---
license: apache-2.0
tags:
  - generated_from_trainer
  - token-classification
  - ner
  - nlp
datasets:
  - conll2003
language:
  - en
pipeline_tag: token-classification
library_name: transformers
base_model: bert-base-uncased
model-index:
  - name: token-classification-ai-fine-tune
    results:
      - task:
          type: token-classification
          name: Named Entity Recognition (NER)
        dataset:
          name: CoNLL-2003
          type: conll2003
        metrics:
          - name: Validation Loss
            type: loss
            value: 0.0474
widget:
  - text: "Apple is buying a U.K. startup for $1 billion"
---

# token-classification-ai-fine-tune

[![Hugging Face](https://img.shields.io/badge/%F0%9F%A4%97%20Hugging%20Face-Model-blue)](https://huggingface.co/bniladridas/token-classification-ai-fine-tune)

This model is a fine-tuned version of [bert-base-uncased](https://huggingface.co/bert-base-uncased) on the [CoNLL-2003](https://huggingface.co/datasets/conll2003) dataset. It achieves a validation loss of **0.0474** on the evaluation set.

## Model Description

This is a token classification model fine-tuned for **Named Entity Recognition (NER)**, built on the `bert-base-uncased` architecture. It’s crafted to identify entities (like people, organizations, and locations) in text, optimized here for CPU accessibility.

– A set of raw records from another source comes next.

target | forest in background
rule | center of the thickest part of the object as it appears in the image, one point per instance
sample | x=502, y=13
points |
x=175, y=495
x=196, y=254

Uploaded by [bniladridas](https://huggingface.co/bniladridas), it delivers strong NER performance on the CoNLL-2003 benchmark. For a GPU-accelerated version with CUDA support, see the [GitHub repository](https://github.com/bniladridas/token-classification-ai-fine-tune).

## Intended Uses & Limitations

### Intended Uses
- Extracting named entities from unstructured text (e.g., news articles, reports)
- Powering NLP pipelines on CPU-based systems
- Research or lightweight production use

### Limitations
- Trained on English text from CoNLL-2003, so it may not generalize well to other languages or domains
- Uses `bert-base-uncased` tokenization (lowercase-only), potentially missing case-sensitive nuances
- Optimized for NER; additional tuning needed for other token-classification tasks

## Training and Evaluation Data

The model was trained and evaluated on the [CoNLL-2003](https://huggingface.co/datasets/conll2003) dataset, a standard NER benchmark. It features annotated English news articles with entities like persons, organizations, and locations, split into training, validation, and test sets. Metrics here reflect the evaluation subset.

## Training Procedure

### Training Hyperparameters

The following hyperparameters were used during training:
- **learning_rate**: 2e-05
- **train_batch_size**: 8
- **eval_batch_size**: 8
- **seed**: 42
- **optimizer**: Adam with betas=(0.9,0.999) and epsilon=1e-08
- **lr_scheduler_type**: linear
- **lr_scheduler_warmup_steps**: 500
- **num_epochs**: 3

### Training Results

| Training Loss | Epoch | Step | Validation Loss |
|:-------------:|:-----:|:----:|:---------------:|
| 0.048         | 1.0   | 1756 | 0.0531          |
| 0.0251        | 2.0   | 3512 | 0.0473          |
| 0.016         | 3.0   | 5268 | 0.0474          |

### Framework Versions

- **Transformers**: 4.28.1
- **PyTorch**: 2.0.1
- **Datasets**: 1.18.3
- **Tokenizers**: 0.13.3

### Additional Notes
This version is optimized for CPU use with these intentional adjustments:
1. **Full-precision training**: Swapped out fp16 for broader compatibility
2. **Streamlined batch sizes**: Set to 8 for efficient CPU processing
3. **Simplified workflow**: Skipped gradient accumulation for smoother CPU runs
4. **Full feature set**: Retained all monitoring (e.g., TensorBoard) and saving capabilities

For the GPU version with CUDA, mixed precision, and gradient accumulation, check out the [GitHub repository](https://github.com/bniladridas/token-classification-ai-fine-tune). To clone it, run:

```bash
git clone https://github.com/bniladridas/token-classification-ai-fine-tune.git
```

This model was pushed to the Hugging Face Hub for easy CPU-based deployment.